Easy to make, he had seconds.
1 c red cargo rice
I didn't know that rice had fat in it, but I am finding that some fat helps a lot with higher-fiber foods. One serving is a 1/4 c (dry, uncooked,) so I had a total of 4 servings times 2 g fiber = 8 g fiber total for the rice for the meal, and 4 x 1.5 g fat = 6 g fat for the rice for the meal.
To one pound hamburger, browned, 1/2 chopped onions, and 1/2 fresh jalepeno, chopped, I added one can of something new, curry gravy, a tomato-based Vietnamese canned sauce (think enchilada sauce but Vietnamese.)
Sauce 8 g fat/0 fiber.
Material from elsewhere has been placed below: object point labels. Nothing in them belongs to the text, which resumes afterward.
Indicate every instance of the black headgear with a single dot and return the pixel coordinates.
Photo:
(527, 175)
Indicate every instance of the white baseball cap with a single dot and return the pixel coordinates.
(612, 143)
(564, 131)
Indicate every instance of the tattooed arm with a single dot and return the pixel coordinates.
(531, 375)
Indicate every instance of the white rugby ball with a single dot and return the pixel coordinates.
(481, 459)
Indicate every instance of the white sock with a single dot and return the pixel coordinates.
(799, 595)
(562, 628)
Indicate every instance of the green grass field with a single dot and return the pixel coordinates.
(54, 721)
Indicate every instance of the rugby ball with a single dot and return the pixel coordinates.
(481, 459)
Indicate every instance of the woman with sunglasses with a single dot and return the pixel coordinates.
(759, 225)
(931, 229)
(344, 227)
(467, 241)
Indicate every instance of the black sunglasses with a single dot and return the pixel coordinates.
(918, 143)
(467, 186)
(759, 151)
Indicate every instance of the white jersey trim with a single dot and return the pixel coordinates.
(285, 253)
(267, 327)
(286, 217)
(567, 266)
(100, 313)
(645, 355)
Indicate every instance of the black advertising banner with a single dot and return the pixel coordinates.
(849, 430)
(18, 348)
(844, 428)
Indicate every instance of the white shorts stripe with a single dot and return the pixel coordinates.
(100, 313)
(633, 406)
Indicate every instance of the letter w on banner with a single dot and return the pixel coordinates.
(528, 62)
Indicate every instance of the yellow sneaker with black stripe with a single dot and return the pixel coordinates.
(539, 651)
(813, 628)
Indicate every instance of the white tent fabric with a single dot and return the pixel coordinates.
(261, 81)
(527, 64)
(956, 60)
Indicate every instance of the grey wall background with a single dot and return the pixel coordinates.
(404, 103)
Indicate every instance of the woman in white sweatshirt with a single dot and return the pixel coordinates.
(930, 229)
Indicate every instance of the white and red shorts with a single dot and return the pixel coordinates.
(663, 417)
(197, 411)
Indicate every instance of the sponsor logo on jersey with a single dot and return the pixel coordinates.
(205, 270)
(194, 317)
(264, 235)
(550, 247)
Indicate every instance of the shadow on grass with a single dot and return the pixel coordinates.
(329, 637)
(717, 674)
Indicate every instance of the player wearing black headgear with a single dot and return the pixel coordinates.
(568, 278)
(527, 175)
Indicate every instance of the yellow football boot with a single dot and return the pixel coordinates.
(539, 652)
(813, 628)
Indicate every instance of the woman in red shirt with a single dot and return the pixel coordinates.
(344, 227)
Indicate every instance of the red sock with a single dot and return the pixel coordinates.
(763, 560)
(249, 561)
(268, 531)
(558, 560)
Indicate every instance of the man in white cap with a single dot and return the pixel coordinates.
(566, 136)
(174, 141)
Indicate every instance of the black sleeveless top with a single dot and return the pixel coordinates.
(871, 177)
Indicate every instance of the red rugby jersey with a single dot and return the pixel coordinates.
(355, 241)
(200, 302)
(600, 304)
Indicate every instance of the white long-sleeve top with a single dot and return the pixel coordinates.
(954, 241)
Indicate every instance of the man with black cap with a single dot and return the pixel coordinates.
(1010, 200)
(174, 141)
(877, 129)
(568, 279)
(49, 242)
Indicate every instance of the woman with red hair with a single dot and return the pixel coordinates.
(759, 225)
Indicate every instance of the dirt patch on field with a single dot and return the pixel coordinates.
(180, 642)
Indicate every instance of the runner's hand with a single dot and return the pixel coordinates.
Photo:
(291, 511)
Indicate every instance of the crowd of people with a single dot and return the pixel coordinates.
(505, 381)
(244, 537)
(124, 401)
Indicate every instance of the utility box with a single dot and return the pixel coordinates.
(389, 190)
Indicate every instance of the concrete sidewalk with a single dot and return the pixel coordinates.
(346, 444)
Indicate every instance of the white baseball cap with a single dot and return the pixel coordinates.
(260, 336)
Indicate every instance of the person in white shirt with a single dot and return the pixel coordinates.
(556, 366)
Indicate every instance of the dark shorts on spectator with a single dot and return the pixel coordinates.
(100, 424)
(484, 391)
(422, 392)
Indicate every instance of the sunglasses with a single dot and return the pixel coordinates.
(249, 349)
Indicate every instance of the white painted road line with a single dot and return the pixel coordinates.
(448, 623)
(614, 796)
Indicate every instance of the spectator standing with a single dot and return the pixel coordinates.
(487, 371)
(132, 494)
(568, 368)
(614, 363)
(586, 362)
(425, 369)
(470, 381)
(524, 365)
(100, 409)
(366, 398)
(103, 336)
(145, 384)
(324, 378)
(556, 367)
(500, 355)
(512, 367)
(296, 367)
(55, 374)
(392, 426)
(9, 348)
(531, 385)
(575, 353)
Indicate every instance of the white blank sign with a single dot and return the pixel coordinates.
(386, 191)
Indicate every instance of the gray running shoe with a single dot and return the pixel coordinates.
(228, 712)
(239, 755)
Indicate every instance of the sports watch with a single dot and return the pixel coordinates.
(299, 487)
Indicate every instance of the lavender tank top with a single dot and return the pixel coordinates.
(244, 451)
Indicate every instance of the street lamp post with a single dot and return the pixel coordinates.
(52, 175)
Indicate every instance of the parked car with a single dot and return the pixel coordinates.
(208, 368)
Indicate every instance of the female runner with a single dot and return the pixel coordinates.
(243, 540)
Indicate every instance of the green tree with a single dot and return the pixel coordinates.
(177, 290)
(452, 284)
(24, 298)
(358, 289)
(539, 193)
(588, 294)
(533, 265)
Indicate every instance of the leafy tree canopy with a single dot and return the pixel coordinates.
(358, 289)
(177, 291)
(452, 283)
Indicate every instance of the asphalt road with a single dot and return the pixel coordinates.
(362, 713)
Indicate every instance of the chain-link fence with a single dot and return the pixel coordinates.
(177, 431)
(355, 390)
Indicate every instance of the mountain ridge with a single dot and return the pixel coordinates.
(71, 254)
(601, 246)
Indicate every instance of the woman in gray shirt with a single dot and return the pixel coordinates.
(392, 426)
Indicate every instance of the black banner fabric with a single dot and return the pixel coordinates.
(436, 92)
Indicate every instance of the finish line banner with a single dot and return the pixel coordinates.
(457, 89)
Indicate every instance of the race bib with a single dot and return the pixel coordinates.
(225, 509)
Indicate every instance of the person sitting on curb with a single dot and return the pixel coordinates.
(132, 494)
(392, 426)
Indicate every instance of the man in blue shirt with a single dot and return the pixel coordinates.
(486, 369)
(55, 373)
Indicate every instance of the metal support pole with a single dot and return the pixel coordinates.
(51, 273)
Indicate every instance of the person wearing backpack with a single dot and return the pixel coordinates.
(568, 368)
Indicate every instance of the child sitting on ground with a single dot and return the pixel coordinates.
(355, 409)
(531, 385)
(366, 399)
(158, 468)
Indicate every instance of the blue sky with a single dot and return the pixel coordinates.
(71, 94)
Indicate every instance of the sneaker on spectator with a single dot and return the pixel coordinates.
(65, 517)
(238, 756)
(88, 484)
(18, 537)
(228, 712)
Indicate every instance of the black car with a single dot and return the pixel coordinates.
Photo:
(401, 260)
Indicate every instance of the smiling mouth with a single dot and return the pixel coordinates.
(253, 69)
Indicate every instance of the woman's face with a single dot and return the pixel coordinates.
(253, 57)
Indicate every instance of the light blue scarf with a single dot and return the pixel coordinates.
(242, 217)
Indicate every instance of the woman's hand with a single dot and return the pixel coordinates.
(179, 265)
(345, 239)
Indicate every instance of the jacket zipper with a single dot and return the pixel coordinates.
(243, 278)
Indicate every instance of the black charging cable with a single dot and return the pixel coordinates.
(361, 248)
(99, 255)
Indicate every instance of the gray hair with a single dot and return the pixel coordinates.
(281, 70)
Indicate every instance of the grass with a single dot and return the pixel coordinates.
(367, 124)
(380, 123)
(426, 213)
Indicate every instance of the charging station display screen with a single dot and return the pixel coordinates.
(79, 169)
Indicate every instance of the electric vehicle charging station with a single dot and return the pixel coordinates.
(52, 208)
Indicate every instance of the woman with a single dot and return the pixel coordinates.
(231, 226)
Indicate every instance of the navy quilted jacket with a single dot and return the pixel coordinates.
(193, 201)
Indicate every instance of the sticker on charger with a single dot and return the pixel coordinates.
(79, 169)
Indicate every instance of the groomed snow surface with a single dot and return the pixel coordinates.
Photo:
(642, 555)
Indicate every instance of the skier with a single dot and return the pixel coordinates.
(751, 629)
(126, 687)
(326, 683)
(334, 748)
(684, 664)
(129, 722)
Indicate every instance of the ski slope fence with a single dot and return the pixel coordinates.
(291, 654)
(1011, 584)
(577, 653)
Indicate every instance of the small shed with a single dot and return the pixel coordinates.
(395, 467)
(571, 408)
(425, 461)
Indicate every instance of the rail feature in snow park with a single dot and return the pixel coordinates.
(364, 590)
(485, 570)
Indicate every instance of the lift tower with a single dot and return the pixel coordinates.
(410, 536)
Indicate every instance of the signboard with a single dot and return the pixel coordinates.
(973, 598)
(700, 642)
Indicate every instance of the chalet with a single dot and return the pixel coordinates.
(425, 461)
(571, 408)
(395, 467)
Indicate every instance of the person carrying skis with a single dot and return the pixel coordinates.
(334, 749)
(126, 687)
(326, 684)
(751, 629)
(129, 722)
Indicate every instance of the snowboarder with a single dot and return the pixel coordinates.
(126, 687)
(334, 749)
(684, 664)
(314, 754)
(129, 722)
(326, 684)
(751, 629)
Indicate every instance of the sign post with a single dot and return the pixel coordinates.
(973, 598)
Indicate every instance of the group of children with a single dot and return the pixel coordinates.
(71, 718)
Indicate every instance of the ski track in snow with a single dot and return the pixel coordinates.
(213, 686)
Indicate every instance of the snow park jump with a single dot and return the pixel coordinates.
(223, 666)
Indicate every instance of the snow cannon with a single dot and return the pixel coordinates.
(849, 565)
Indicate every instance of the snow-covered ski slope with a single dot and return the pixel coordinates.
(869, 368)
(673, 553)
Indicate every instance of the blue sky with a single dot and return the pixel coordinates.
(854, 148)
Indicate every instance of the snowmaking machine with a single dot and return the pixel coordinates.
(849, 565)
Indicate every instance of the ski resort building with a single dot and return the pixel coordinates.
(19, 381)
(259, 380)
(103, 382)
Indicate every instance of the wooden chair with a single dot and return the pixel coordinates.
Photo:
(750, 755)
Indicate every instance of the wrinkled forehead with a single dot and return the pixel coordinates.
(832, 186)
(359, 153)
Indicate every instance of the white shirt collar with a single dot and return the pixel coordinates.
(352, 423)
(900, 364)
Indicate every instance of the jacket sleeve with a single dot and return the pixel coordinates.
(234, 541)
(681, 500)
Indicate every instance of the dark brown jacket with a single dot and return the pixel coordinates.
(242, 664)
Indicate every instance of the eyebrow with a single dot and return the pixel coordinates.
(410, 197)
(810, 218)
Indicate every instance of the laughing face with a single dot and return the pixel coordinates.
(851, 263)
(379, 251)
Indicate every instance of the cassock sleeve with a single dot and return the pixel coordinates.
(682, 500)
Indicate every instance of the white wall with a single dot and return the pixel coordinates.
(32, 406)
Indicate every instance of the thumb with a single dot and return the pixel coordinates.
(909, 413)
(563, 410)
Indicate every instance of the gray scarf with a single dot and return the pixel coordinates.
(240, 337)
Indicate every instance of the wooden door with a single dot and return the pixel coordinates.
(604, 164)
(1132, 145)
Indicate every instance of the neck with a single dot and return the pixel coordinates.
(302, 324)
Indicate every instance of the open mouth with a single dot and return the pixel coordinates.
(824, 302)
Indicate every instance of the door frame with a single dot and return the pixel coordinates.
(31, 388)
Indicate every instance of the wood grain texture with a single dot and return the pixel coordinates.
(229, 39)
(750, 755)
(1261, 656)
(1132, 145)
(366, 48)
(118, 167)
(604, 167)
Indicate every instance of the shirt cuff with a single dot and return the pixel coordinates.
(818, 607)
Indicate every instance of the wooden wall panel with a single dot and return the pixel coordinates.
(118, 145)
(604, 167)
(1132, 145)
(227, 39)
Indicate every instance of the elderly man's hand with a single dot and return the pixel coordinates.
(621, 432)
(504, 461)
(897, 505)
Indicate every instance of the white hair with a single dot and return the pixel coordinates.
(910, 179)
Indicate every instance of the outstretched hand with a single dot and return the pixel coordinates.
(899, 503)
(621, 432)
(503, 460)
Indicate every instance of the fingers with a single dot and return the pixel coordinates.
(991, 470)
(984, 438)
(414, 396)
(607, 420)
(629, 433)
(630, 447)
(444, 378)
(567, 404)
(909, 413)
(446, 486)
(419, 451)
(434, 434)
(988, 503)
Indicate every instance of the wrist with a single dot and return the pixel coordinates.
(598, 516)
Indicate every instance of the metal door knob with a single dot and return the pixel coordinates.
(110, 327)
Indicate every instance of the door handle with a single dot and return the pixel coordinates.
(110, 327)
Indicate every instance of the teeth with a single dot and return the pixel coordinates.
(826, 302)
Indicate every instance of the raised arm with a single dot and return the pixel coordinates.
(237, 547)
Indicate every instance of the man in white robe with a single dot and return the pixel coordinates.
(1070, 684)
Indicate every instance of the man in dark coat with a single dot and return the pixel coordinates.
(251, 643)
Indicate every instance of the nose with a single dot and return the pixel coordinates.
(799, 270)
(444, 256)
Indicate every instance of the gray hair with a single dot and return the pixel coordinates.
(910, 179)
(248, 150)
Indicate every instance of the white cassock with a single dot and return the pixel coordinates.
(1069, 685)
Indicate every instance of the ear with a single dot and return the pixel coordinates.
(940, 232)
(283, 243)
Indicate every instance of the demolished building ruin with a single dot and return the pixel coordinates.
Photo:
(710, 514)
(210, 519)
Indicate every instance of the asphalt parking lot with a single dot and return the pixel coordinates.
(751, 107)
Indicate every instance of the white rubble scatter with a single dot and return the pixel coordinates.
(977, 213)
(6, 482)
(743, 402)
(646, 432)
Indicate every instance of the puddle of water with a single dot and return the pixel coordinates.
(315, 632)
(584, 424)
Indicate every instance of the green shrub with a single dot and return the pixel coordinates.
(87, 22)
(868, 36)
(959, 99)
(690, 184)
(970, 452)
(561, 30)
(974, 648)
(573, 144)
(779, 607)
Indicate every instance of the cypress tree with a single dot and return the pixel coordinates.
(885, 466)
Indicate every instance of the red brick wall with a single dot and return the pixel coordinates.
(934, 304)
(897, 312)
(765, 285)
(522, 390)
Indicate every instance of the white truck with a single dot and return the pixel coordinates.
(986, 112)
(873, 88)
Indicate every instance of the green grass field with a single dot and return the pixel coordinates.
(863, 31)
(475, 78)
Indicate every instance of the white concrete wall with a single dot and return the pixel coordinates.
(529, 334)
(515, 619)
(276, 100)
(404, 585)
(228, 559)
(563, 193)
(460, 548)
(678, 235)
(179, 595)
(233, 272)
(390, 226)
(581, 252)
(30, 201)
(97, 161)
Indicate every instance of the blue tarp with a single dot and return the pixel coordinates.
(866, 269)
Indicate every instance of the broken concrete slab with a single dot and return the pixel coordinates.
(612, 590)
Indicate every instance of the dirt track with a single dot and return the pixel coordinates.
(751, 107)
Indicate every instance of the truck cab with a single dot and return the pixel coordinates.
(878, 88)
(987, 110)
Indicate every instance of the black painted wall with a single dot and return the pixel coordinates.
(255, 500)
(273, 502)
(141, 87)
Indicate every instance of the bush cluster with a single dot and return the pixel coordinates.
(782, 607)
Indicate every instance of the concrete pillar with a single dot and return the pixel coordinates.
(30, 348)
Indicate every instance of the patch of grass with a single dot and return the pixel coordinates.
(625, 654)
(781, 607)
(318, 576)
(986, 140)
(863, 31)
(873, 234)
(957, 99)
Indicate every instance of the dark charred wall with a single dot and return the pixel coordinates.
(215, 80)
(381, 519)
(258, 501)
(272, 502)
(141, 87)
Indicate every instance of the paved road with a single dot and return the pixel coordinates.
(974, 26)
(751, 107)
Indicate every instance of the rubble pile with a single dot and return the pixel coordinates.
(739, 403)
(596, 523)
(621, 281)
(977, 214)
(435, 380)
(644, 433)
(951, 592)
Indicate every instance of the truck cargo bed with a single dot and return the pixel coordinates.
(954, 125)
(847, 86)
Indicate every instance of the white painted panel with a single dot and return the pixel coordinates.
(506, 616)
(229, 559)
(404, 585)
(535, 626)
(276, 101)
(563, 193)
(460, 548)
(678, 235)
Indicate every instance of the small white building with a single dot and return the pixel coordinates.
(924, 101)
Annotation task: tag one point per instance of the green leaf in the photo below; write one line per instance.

Hamburger has 200 cal/11 g fat and 0 fiber per 4 oz, so 800 cal/44 g fat/0 fiber for one pound. Fat could be less, I don't know. A half cup of onion has 32 cal/0 g fat/1.5 g fiber. A half a jalepeno has 2 cal/0 fat/.2 g fiber. (Info from phone app: MyFitnessPal.)
So totals for meal, which fed three persons: fiber 9.75 (round up to 10,) fat 58. Well....
Per person, fiber 3.5 g and fat 19.5. So the good was the rice and maybe by preparing the hamburger differently, less fat. Hamburger can be cooked then water added, brought again to a boil and drain the water to get rid of more of the fat. Little less flavor, but in this meal, the sauce is the flavor. My goal would be to double the onion, use 90% hamburger.
Actually, I just looked it up: these are the numbers for 90% cooked hamburger. And water-rinsed 70% brings the hamburger total up to 51.5 grams per pound. So my real totals are 4 g fiber / 22 g fat.
Well. Homemade, low-cost, easy to fix, quick preparation, ingredients on hand.
I friend of mine substitutes cooked lentils for cooked hamburger. I could try substituting some, not all. If it was already cooked and in the freezer, it wouldn't add to my cooking time. Adding quartered onions like the Chinese restaurants do to their sweet and sour chicken might be O.K.
Anyways, he liked the taste and there we go. This is hard.